According to the documentation of Virtual Tables and Opcodes:

xBegin( table ) is called to announce that SQlite intends to write to the 
table. There is no cursor involved. Do whatever is necessary to write to the 
backing store and set any VT implementation specific information in the table 
structure (e.g. a file handle enabled for writing)

xUpdate( table, rowid[, values] ) is called to perform a change (write to) the 
VT. Insert, delete or rewrite the record, or at least save whatever is required 
to actually perform the changes when xCommit is called.

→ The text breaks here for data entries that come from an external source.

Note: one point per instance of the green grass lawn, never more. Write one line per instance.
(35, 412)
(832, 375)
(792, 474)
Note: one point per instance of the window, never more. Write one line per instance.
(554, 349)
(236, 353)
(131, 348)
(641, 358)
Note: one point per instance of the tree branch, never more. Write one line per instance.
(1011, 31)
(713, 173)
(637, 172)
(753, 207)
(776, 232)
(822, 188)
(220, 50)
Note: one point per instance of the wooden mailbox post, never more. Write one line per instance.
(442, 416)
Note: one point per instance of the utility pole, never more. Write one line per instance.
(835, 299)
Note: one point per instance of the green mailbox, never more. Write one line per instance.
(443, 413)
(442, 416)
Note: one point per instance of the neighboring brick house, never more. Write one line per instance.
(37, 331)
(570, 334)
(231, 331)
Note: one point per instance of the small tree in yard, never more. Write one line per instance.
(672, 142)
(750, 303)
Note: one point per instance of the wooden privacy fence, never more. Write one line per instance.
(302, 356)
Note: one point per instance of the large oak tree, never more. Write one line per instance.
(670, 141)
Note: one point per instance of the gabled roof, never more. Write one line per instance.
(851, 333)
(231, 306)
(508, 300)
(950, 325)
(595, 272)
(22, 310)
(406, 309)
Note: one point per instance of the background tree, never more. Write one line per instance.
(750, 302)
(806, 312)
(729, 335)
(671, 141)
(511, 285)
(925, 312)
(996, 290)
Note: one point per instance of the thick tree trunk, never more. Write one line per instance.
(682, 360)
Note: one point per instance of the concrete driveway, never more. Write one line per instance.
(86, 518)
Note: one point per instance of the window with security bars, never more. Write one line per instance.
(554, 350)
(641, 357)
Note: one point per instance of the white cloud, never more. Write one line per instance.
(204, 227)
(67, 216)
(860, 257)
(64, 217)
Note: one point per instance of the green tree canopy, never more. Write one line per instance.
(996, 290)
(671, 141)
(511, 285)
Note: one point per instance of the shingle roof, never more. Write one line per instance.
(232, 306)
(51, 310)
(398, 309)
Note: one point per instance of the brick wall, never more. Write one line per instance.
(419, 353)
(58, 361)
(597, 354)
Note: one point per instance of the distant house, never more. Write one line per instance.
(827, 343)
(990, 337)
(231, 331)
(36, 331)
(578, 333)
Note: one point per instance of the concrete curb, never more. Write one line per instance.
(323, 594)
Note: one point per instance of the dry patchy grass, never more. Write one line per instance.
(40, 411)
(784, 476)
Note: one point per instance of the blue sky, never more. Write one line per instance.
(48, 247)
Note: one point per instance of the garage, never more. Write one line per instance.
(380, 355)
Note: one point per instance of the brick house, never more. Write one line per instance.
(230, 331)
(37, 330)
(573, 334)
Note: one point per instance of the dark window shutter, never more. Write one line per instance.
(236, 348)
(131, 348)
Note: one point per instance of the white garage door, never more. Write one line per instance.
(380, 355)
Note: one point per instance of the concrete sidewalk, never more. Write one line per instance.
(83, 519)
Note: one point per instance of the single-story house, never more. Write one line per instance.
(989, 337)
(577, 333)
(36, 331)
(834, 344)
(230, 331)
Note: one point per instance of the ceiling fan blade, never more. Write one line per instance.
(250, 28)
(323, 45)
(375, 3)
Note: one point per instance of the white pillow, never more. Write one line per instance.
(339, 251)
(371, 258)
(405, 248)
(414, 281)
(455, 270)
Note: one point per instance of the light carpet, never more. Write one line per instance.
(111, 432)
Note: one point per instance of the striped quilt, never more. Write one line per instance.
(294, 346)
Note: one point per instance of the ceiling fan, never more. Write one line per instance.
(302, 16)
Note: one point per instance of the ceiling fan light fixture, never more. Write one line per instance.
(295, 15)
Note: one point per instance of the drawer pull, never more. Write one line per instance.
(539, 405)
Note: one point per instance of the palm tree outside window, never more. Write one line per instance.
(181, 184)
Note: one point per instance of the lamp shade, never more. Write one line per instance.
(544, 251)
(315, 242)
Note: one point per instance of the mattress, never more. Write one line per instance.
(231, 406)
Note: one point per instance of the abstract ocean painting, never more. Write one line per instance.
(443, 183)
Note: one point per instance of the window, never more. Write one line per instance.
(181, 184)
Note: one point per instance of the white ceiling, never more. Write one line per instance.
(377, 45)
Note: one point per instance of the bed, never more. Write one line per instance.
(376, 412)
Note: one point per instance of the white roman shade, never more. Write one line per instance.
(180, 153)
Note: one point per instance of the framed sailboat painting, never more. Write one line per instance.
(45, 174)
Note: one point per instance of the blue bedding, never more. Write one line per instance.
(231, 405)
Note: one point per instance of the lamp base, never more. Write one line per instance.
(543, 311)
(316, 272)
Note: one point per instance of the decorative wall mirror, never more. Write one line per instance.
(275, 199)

xSync( table ) is called on ALL virtual tables involved in a transaction that 
is READY to commit. If anything is known that would cause a commit to fail, 
tell SQLite about that NOW.

xCommit( table ) resp. xRollback( table ) is called to instruct the VT to 
commit resp. rollback all the changes (made via xUpdate) since the last call to 
xBegin.


xOpen( table, cursor) is called to announce that SQLite intends to read from a 
table. A cursor cannot be used to write to a table. Do whatever is necessary to 
read from the backing store and set any VT implementation specific fields in 
the cursor structure (e.g. a file handle enabled for reading)

xFilter( cursor ) is called to set the cursor to the first row of data. If ths 
VT is in an inner loop (RH side, after reordering by the quera planner) of a 
join, xFilter may be called multiple times for the same cursor.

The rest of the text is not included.